Today, 19 July, has been dubbed ‘Freedom Day’, the day restrictions are lifted and many hope marks the beginning of a return to the activities we used to take for granted. Leaving aside the politics of whether 19 July is or should be the day, now is the time to evaluate what freedom in the workplace could mean. If we’re serious about building back better, how can we lock in some of the gains of the pandemic for an unconstrained future of work.
The obvious work freedom the pandemic has led us to explore is to work where we like. We’ve learned that in knowledge economy jobs we can all work from home if we have to, that some people like it better and others find it worse. What represents freedom seems to be subjective and the solution for business seems to be reconciling corporate policies with flexibility for personal choice.
As a remote first organisation since foundation, we know that effective hybrid working requires a few things: good connectivity, software to allow collaboration such as video calling and virtual whiteboards, and ways to stay connected as human beings, including in person. By being organised and putting technology in place, we and many businesses like us can enable personal choice.
This applies to a subtler form of freedom too: release from the mundane but necessary parts of our jobs. A typical professional services job is composed of varied tasks and processes, some of them more exciting and fulfilling and others dull and routine. A corporate general counsel might find themselves dealing with dramatic and potentially business critical litigation but also a regular need to advise colleagues on export regulations or visa requirements. I know which sounds more interesting to me.
Just as with hybrid working, the reality is that an employer can now give you the freedom to achieve the objectives he or she wants from you exactly how you want to, including choosing whether you do parts of the job yourself or not. It sounds like fantasy that you could choose not to do something without your employer quickly wanting someone else in your role, but it’s entirely possible with the increasing sophistication of automation.

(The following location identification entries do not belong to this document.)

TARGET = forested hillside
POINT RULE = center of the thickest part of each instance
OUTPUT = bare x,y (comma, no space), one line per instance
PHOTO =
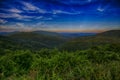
25,56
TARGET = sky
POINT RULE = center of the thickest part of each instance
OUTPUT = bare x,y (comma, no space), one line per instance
59,15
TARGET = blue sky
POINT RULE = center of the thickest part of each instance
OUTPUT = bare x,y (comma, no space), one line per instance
59,15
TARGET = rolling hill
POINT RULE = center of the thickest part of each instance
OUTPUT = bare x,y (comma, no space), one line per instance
106,38
32,40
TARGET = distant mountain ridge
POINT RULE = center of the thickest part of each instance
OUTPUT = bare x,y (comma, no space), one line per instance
110,33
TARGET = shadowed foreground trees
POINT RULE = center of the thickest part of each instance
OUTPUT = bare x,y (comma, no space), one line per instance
96,63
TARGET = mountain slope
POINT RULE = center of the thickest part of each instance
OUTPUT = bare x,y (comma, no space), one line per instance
105,38
111,33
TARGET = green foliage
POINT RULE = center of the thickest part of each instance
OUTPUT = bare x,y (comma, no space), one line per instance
97,63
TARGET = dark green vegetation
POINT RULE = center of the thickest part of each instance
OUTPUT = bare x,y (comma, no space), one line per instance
24,57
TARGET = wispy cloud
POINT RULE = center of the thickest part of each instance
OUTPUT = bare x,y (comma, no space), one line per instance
15,15
64,12
2,21
14,10
31,7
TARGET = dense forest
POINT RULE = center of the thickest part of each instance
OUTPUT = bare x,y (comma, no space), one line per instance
39,56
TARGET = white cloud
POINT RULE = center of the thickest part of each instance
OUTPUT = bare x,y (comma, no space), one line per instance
2,21
64,12
100,9
14,10
15,15
31,7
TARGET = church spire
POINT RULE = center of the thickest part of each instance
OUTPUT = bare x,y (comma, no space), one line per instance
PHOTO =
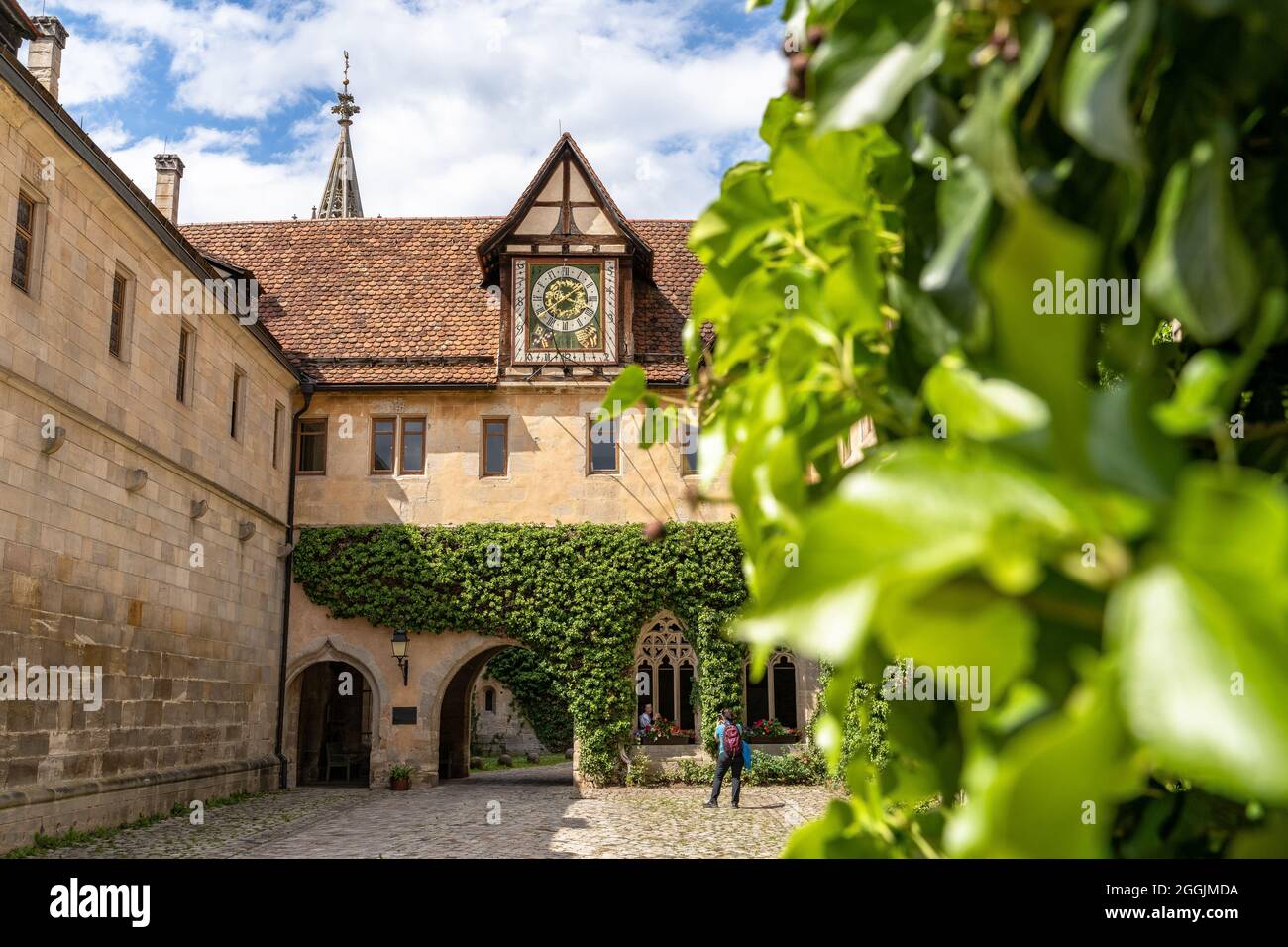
340,196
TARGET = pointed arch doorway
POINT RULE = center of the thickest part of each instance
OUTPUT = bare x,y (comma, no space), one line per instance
665,673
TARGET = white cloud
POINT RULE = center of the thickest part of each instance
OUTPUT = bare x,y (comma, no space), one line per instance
460,101
98,69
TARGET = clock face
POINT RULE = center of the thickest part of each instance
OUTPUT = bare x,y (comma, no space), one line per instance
565,311
565,299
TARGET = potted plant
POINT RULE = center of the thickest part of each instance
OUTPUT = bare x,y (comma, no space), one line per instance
771,731
399,777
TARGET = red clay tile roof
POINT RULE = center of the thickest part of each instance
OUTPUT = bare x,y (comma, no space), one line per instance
342,294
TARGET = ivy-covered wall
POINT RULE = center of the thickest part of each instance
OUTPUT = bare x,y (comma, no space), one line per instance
575,595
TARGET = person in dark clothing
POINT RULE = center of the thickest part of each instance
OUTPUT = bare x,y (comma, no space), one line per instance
732,755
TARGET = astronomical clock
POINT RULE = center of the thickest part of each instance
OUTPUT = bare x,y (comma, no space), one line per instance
565,309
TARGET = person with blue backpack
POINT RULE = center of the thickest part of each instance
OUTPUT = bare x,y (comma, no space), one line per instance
733,754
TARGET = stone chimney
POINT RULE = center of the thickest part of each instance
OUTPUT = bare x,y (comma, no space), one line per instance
46,53
168,174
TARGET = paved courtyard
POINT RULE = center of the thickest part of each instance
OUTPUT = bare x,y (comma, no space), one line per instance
519,813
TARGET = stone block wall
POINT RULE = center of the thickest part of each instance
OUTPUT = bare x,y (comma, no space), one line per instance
181,615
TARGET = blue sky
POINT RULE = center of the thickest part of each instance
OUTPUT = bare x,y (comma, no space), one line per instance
460,99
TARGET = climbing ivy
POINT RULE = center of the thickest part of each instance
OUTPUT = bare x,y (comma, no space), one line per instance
575,595
1038,252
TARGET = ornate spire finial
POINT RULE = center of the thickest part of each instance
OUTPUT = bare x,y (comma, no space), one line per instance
340,196
346,110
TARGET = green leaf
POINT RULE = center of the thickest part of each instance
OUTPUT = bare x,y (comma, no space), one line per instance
903,523
1054,788
1203,637
827,171
987,134
1094,106
964,201
1194,407
875,55
1043,352
965,626
1180,643
984,410
1199,268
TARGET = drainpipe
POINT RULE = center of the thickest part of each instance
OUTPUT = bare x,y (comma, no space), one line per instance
307,389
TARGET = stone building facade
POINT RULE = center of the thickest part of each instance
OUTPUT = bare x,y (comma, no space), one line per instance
419,369
140,531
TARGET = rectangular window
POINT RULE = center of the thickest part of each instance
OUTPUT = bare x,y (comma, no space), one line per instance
239,403
278,414
310,450
688,450
412,445
181,382
384,431
601,445
496,447
116,333
24,243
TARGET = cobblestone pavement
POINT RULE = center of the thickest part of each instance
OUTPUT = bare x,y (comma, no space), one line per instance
535,813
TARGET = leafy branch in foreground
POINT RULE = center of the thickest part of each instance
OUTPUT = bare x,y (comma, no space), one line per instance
1039,247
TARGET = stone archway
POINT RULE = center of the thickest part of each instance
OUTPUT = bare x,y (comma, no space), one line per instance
303,750
454,709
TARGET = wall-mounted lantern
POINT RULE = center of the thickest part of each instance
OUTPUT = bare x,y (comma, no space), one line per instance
399,643
51,445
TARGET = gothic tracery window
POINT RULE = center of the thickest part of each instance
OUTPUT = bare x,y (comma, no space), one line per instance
665,667
774,694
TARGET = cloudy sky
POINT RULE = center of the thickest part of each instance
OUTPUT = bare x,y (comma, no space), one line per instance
462,99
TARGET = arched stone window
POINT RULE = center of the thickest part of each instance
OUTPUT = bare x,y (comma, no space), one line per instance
665,667
774,694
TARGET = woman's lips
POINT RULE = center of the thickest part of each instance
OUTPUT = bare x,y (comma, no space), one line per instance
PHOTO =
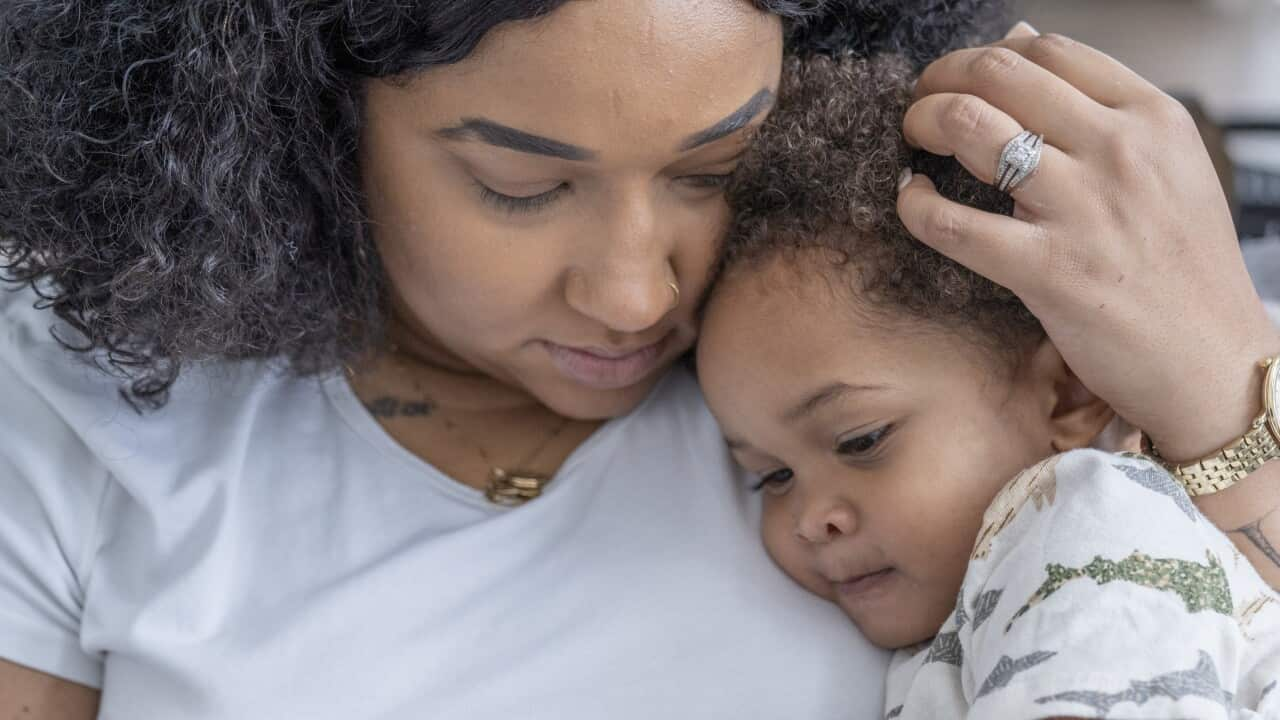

First, it began with IT-focused tasks and processes: Companies like UiPath accelerate the development of software and workflows, e.g. for data transfer across different applications – allowing companies to plug in multiple tools and solutions without long and costly implementation projects.
Now, this is possible for business scenarios too. Automation software is getting increasingly user friendly and accessible, even for users without IT knowledge: Clients including ING, KPMG and Hogan Lovells use our no-code platform to empower highly educated subject experts to build automated tools for clients and colleagues. The legal team at ING built a self-service apps for colleagues to keep its contract database up to date. They could find the information they needed quickly by using a question and answer app built by an expert and integrating data sources, instead of going through this by phone or in long email chains with someone in legal. This saves the legal team time and their colleagues time too. Experts in law, finance, HR and pretty much any function can apply this to any process without needing any ability to code or any need to involve IT. We’ve also seen immigration lawyers in Lesvos process more claims for asylum and a covid vaccine centre in Germany speed up the rate of vaccinations using our technology.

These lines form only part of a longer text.